José Afonso, Autobiografia, Cidade da Beira, 1967

1946. Não consegue completar o curso do liceu, por chumbo.

1947. Chumba novamente.

1948. Completa, finalmente, o curso dos liceus. Viaja com o Orfeão e com a Tuna Académica., quando não joga futebol na Académica de Coimbra.

1949. Inscreve-se no curso de Ciências Histórico-Filosóficas da Faculdade de Letras. Visita Angola e Moçambique integrado no Orfeão Académico da Universidade de Coimbra. Conhece uma costureira, Maria Amália de Oliveira, com quem casa em segredo, por oposição dos pais.

1953. Em Janeiro nasce José Manuel, o seu primeiro filho. Dá explicações e trabalha como revisor no Diário de Coimbra. Grava os seus dois primeiros discos, no Emissor Regional de Coimbra da Emissora Nacional - dois discos de 78 rotações com fados de Coimbra, editados pela Alvorada. Não existe qualquer exemplar desses discos. Cumpre serviço militar obrigatório em Mafra. Mobilizado para Macau, livra-se por motivos de saúde. Fica a cumprir serviço em Coimbra.

1954. Passa por grandes dificuldades económicas para sustentar a família, ao que se junta a crise conjugal muito sentida. Nasce a filha Helena.

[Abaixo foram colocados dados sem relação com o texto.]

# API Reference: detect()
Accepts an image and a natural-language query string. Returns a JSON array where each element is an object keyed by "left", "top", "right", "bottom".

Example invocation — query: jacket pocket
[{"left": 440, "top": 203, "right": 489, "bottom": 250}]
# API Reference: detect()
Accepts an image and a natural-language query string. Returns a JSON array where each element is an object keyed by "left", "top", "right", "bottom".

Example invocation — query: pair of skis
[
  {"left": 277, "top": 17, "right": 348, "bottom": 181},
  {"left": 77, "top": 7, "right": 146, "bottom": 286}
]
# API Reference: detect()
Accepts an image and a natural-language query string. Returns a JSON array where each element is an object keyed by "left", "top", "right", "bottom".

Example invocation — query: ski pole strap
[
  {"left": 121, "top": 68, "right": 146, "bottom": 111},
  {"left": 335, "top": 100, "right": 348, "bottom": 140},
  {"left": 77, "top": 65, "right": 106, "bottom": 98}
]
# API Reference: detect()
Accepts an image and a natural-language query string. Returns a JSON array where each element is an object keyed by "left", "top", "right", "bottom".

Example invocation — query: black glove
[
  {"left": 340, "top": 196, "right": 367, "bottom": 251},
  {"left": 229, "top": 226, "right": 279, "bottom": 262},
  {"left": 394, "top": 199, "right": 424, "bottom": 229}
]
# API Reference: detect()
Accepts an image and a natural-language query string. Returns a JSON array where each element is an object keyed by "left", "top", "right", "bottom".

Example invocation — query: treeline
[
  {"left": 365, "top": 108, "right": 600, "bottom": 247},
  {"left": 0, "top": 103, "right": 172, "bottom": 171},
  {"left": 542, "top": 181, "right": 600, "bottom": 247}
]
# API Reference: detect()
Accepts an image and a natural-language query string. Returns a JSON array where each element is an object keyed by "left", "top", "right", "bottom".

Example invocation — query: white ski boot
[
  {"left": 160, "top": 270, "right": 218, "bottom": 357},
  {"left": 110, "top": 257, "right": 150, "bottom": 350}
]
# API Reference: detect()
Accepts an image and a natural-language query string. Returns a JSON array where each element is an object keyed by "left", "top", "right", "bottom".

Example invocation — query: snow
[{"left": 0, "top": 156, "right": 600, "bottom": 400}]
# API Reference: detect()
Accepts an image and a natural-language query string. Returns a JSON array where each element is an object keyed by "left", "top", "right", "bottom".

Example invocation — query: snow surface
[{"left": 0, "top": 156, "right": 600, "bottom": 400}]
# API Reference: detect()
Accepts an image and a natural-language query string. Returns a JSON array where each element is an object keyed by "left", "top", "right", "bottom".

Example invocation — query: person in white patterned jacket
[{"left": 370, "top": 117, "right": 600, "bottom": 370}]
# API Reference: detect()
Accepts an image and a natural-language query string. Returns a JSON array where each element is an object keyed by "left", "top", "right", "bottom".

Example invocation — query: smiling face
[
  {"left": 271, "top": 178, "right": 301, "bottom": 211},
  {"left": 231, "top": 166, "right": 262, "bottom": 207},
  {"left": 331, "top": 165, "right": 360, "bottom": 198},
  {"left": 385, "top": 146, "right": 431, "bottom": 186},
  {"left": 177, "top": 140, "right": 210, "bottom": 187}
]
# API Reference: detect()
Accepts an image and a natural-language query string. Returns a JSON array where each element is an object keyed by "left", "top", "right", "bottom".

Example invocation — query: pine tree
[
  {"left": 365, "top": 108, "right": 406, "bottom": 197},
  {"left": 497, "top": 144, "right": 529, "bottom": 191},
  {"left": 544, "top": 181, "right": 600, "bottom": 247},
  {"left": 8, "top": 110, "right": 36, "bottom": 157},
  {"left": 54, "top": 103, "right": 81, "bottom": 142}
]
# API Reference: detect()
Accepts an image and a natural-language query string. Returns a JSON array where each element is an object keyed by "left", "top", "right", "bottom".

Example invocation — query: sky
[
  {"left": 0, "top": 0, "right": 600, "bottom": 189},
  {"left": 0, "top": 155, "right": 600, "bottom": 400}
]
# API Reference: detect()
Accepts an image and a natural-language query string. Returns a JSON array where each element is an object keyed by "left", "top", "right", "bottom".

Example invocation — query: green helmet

1955. Termina o serviço militar e vai para Mangualde dar aulas (até 1956) num colégio privado. Inicia-se o processo de separação.

1956. Lecciona em Aljustrel e Lagos até 1957. É editado o seu primeiro EP, “Fados de Coimbra”. Um LP, também intitulado "Fados de Coimbra", é gravado em parceria com Luiz Goes.

1958. Lecciona em Faro. Passa por graves dificuldades económicas e envia os dois filhos para junto dos avós em Moçambique. Impressiona-se com a campanha eleitoral de Humberto Delgado. Faz uma digressão por Angola como vocalista do Conjunto Ligeiro da Tuna Académica.

1959. Frequenta colectividades populares onde canta regularmente.

1960. Edita “Balada do Outono”.


(1) Na tradição coimbrã são os estudantes do Liceu.